Si quisiera responderte con humor, podría citar 1 Corintios 10.13:

«Ustedes no han pasado por ninguna prueba que no sea humanamente soportable. Y pueden ustedes confiar en Dios, que no les dejará sufrir pruebas más duras de lo que puedan soportar. Por el contrario, cuando llegue la prueba, Dios les dará también la manera de salir de ella, para que puedan soportarla.» (DHH)

 

Pero no. Este no es el versículo que corresponde al caso. Mas bien me veo en la obligación de enseñarte (o recordarte) lo que dice este otro versículo:

«Honra a tu padre y a tu madre, para que disfrutes de una larga vida en la tierra que te da el Señor tu Dios.» (Éxodo 20.12)

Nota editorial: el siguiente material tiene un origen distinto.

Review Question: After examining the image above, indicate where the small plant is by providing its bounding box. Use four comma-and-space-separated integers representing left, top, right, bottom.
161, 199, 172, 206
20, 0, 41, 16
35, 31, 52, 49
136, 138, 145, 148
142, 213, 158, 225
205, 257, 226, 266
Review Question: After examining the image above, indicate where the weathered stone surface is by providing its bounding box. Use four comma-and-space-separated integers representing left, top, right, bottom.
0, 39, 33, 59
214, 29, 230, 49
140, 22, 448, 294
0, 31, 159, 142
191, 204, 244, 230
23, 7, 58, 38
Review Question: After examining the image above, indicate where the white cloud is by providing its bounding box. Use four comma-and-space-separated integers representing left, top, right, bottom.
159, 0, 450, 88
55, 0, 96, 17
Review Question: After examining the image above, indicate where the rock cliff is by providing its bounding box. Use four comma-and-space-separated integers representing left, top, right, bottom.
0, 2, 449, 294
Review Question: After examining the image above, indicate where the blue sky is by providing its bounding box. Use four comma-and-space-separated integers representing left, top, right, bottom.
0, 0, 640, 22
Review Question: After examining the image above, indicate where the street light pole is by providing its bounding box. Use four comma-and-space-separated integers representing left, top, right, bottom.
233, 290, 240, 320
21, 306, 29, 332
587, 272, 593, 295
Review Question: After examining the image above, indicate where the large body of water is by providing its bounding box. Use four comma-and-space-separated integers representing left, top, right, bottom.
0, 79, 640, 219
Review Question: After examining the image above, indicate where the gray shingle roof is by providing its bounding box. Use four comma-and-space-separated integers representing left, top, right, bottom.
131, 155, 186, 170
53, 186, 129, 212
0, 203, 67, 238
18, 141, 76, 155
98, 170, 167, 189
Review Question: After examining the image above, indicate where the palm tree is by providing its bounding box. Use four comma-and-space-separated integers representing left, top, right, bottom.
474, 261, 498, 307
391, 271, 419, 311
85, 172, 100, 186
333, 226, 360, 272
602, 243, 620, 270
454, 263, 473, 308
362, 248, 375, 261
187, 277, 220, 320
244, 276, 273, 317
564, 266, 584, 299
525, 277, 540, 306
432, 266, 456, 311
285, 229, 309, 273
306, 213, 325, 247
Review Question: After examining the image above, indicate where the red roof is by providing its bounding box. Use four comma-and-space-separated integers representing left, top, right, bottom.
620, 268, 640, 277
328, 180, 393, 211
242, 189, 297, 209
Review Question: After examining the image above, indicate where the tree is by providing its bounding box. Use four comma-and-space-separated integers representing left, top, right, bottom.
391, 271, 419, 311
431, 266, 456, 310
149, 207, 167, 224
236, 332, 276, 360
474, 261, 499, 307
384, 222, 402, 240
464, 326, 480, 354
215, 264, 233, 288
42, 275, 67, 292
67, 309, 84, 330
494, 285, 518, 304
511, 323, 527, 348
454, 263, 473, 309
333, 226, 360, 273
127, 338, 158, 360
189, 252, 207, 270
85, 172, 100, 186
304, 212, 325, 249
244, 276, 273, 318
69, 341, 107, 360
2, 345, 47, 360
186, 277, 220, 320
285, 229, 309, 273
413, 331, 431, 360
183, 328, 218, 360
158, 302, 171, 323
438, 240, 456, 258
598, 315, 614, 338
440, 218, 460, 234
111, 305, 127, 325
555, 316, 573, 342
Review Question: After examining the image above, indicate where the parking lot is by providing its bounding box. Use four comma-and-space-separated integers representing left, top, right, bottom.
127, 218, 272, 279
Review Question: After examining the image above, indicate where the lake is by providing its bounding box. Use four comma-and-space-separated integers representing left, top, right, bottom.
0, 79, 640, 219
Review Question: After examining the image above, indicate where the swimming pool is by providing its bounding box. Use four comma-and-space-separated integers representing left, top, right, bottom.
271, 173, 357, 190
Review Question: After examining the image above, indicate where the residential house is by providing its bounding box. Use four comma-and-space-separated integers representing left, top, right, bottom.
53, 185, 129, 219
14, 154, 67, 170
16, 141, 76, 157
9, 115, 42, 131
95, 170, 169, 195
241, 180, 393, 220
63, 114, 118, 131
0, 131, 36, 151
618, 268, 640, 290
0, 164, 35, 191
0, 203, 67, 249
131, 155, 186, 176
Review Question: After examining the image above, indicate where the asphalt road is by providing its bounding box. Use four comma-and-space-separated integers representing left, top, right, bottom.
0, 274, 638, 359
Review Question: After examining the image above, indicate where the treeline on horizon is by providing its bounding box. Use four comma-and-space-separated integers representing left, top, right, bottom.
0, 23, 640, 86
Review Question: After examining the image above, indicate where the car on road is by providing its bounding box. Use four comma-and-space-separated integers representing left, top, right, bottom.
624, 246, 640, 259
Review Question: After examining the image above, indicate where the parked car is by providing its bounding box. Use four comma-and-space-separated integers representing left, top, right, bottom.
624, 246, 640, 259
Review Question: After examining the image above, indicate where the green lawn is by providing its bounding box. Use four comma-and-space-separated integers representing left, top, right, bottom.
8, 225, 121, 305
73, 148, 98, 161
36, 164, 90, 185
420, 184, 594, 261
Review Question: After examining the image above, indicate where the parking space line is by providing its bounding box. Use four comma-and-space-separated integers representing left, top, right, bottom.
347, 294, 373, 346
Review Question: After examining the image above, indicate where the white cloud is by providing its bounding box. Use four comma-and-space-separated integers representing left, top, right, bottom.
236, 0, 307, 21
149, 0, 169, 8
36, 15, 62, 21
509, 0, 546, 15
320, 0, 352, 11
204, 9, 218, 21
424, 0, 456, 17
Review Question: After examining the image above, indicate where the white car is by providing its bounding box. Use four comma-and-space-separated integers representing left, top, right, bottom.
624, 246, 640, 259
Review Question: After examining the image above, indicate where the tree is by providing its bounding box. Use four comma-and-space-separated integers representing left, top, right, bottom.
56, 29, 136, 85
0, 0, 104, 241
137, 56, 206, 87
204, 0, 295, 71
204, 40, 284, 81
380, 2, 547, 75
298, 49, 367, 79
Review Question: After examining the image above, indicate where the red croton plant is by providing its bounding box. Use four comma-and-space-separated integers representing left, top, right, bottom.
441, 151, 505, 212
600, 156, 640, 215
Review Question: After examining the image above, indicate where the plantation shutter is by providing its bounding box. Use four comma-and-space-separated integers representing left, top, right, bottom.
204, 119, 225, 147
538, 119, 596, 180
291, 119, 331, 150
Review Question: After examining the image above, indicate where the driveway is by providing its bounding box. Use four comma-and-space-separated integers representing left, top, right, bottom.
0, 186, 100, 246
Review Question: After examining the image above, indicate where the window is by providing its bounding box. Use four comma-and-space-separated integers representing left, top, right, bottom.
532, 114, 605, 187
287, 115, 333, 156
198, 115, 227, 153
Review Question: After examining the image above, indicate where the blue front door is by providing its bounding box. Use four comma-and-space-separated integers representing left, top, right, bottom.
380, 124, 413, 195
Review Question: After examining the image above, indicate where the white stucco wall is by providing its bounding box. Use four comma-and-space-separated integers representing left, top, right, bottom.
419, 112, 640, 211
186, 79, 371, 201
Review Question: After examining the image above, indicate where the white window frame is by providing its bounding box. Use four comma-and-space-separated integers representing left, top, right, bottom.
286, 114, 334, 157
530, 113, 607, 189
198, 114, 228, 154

Y por si estás pensando en argumentarme que este mandamiento aparece en el Antiguo Testamento (como si por esta razón hubiera caducado, ¡je!), te anticipo que en el Nuevo Testamento se repite y se confirma esta instrucción:

«Hijos, obedezcan a sus padres, porque ustedes son de Cristo y eso es lo que les corresponde hacer. El primer mandamiento que va acompañado de una promesa es el siguiente: «Respeta y obedece a tu padre y a tu madre, para que todo te salga bien y tengas una larga vida en la tierra”.» (Efesios 6.1-3, BLA)

 

Así que, como ves, no solo es que Dios quiere que obedezcas a tus padres, sino que te manda que lo hagas y yo creo que esta es una de esas lecciones que Dios nos va dando a medida que obedecemos. Nuestros padres pueden no ser los mejores, pero son los que tenemos y de nosotros depende usar esta realidad a nuestro favor. Por eso, para que te consueles un poco, fíjate también que es el primer

mandamiento con promesa, ¡y vaya promesa! El Señor dice que si respetas y obedeces a tu padre y a tu madre, todo te saldrá bien y tendrás una larga vida. ¿Verdad que vale la pena hacer el esfuerzo?